Music distribution company in Nigeria

Measurable Accurate Digital Solutions (doing business as M.A.D Solutions) is a Nigerian music distribution company founded in 2017 by Bugwu Aneto-Okeke.

== History ==
M.A.D Solutions was established by Bugwu Aneto-Okeke in May 2017 in Lagos and started off by securing licensing agreements with Apple Music and YouTube. Aneto-Okeke then partnered with Merlin to explore more licensing rights. In 2021, the headquarters were moved to Houston, Texas.

M.A.D Solutions distributes contents using digital service providers (DSPs) such as Spotify, Boomplay, Ayoba, Audiomack, Triller, and TikTok.
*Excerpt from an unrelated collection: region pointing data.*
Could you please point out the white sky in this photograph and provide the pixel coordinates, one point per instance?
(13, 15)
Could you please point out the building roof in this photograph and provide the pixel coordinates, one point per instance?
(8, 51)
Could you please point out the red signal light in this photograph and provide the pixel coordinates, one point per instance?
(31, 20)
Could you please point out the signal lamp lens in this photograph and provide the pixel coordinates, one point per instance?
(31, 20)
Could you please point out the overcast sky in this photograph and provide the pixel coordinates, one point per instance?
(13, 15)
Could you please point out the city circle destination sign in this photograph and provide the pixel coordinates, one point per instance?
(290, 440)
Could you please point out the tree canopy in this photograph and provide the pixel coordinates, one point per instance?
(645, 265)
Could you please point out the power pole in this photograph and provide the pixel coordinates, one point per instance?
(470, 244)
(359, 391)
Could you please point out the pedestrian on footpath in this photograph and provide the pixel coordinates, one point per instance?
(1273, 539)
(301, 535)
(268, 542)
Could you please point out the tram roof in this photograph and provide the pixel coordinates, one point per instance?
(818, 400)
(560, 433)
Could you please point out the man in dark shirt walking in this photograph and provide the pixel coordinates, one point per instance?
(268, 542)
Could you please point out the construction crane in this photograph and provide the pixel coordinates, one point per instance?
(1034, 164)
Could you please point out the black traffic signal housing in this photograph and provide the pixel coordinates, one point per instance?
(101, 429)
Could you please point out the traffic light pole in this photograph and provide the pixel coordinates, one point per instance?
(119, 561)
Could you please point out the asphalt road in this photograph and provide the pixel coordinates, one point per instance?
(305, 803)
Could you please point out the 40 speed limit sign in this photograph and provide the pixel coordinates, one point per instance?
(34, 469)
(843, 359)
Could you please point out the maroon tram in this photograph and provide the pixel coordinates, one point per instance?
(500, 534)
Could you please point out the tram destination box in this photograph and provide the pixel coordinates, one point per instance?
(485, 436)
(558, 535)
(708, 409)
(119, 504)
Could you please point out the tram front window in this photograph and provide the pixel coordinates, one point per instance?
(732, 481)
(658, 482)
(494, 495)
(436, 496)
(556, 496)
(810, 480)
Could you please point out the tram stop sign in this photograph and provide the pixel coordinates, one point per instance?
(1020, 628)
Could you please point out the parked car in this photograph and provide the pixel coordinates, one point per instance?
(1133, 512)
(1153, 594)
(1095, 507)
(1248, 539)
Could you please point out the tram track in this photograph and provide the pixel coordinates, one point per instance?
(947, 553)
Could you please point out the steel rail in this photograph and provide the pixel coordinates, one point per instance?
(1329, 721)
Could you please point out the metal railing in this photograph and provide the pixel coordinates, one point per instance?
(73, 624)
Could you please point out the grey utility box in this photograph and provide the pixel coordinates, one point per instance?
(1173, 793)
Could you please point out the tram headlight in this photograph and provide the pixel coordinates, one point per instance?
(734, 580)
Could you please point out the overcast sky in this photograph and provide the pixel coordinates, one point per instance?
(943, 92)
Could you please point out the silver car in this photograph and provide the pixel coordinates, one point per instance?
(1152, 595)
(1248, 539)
As of 2023 M.A.D. Solutions had amassed over 9 billion streams across its DSPs.

== Services ==
M.A.D Solutions distributes audio and video contents in over 45 distributions services across different genres.

Through ENGAGE, a record label and subsidiary of MAD Solutions, through a partnership with Chordcash and Artsplit, MAD Solutions allows fans to support their artist. Engage as a record label and talent incubator offer a 360 label service to artist.

M.A.D Solutions distributes music for Afrobeats artists such as Runtown, Phyno, Flavour, Ric Hassani, Simi and Nigerian gospel artists such as Mercy Chinwo and Moses Bliss.